Misun melepas tangan yang membungkam mulut nya kemudian mendengus, “Huh, daripada memikirkan Hyemin, akhir sabtu ini kita nge gym bagaimana? Personal trainer kita menunggu, ayolah Gikwang, sudah lama kita tidak ke sana” *ceritanya personal trainernya sama*

“Hm, atur saja lah. Nanti hubungi aku” jawab Gikwang malas, “Syuting nya sudah bubar kan? Aku mau pulang, dan belanja untuk keperluan dorm”

“Perlu ku antar?”

“Aku bawa mobil” jawab Gikwang, “Annyeong”

Misun membalas lambaian tangan Gikwang kemudian tersenyum simpul

Hyemin…dongsaeng ku yang ini memang beruntung. Di cintai dua namja. Persis seperti lagu kali ini

***************

“Jagi, tangan mu benar tak apa?” tanya Taemin, saat ini mereka sedang berada di sebuah bukit yang cukup jauh dari kota Seoul

Hyemin menggeleng lalu tersenyum, “Leader babo itu sudah mengobati tangan ku, lihat” sahut nya sambil memamerkan tangannya yang di plester

“Jagi, kau dekat dengan Lee Gikwang tidak?”

“Hm, kami hanya sering bertemu di lokasi OMS saja Oppa” jawab Hyemin, seketika senyum jahil menghiasi wajah nya, “Kau cemburu ya Oppa?”

Taemin menggembungkan pipinya lalu mencubit pipi Hyemin gemas, “Tentu saja, pandangan matanya padamu itu….seperti seorang namja yang sangat mencintai yeoja nya”

Hyemin tertawa kecil, “Tapi cintaku kan untuk mu Oppa”

Seulas senyum terukir di bibir Taemin, dengan cepat ia menyambar bibir yeoja itu. Ciuman yang sangat lama, mereka melepas ciumannya kemudian menempelkan dahinya di dahi yeoja itu

“Saranghae, aku sangat mencintaimu Hyemin.

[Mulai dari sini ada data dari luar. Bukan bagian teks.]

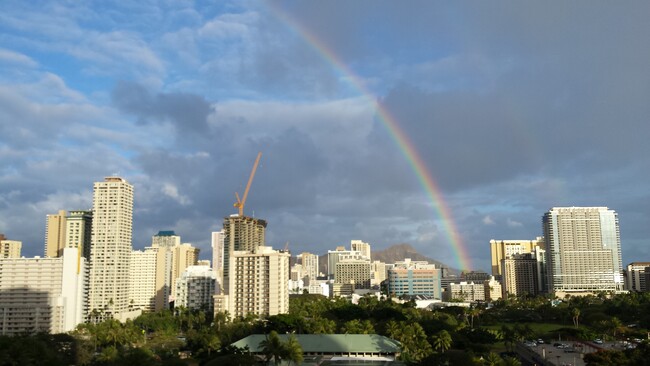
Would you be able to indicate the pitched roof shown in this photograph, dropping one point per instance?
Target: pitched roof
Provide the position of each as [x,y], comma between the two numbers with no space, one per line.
[330,343]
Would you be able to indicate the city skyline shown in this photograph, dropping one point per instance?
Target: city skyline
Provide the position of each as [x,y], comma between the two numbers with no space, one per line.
[506,111]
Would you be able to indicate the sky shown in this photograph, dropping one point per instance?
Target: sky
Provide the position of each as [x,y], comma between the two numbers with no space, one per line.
[438,124]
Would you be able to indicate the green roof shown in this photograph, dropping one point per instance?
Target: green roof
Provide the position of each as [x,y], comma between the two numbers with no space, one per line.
[330,343]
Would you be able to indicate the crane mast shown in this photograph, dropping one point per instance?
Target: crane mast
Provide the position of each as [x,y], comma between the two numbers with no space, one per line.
[241,202]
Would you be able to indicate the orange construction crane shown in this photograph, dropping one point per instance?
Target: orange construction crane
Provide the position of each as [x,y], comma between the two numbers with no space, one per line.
[241,202]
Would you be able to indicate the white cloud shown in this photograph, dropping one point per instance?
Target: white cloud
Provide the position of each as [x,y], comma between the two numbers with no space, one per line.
[487,220]
[171,191]
[19,59]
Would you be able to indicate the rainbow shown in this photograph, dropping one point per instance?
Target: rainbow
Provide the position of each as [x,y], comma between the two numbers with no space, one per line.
[407,148]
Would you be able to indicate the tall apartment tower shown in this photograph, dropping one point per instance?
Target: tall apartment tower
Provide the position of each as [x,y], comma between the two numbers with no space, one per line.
[78,231]
[361,247]
[583,250]
[258,280]
[217,257]
[10,248]
[240,233]
[502,249]
[309,264]
[55,234]
[111,248]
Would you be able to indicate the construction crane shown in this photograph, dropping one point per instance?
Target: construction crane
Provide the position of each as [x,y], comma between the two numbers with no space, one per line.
[241,202]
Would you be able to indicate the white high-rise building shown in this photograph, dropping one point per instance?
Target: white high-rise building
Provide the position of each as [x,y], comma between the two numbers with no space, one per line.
[217,256]
[42,294]
[258,283]
[309,265]
[195,288]
[583,250]
[111,248]
[361,247]
[10,248]
[637,276]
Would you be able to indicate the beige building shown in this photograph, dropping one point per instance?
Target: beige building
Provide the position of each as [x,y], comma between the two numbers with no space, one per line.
[147,290]
[78,231]
[195,288]
[493,289]
[55,234]
[42,294]
[218,238]
[240,233]
[10,248]
[357,272]
[502,249]
[309,264]
[379,273]
[637,276]
[520,275]
[361,247]
[583,250]
[465,291]
[257,283]
[111,249]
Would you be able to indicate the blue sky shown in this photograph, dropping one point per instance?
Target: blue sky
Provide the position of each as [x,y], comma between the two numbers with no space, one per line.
[514,107]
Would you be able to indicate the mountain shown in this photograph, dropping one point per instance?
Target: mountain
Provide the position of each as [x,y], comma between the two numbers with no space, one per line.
[392,254]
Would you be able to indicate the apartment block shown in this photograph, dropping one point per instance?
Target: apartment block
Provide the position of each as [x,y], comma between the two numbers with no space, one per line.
[195,288]
[583,250]
[637,276]
[42,294]
[10,248]
[257,283]
[414,278]
[111,248]
[465,291]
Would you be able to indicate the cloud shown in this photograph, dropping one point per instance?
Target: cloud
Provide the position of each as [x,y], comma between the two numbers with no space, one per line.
[487,220]
[15,58]
[187,112]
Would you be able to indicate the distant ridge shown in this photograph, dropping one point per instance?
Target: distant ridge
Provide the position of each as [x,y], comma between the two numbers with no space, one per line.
[395,253]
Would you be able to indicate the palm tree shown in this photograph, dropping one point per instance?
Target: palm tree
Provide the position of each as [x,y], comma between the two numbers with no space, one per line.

Aku harap, kita bisa mengumumkan hubungan ini secepat mungkin”

“Nado Oppa” jawab Hyemin sambil tersenyum, senyum yang memilukan. Entah kenapa hatinya menolak untuk bicara seperti itu

Benarkah aku tak bisa melupakannya? Apakah melupakan rasa cinta itu sesusah ini? Aku ingin mencintai Taemin, tuhan…sesulit itukah aku mencintai namja yang baru?

***************

“Hei, kemana Hyemin?” tanya Gikwang, saat ini ia sedang berada di Dorm sementara Hanabi, di daerah gangnam-gu. Misun lah yang mengajak nya untuk main ke sana

Misun sibuk dengan ponselnya, “Mungkin sedang bersama namjachin—….Ups “ Misun menutup mulut nya kemudian kembali fokus dengan ponselnya

“Namjaching apa?”

“Bukan apa-apa”

“Misun, tell me”

Misun menghela nafas, “Tapi jangan kaget ya” sahut nya, Gikwang mengangguk, “Dia bersama namjachingu nya saat ini”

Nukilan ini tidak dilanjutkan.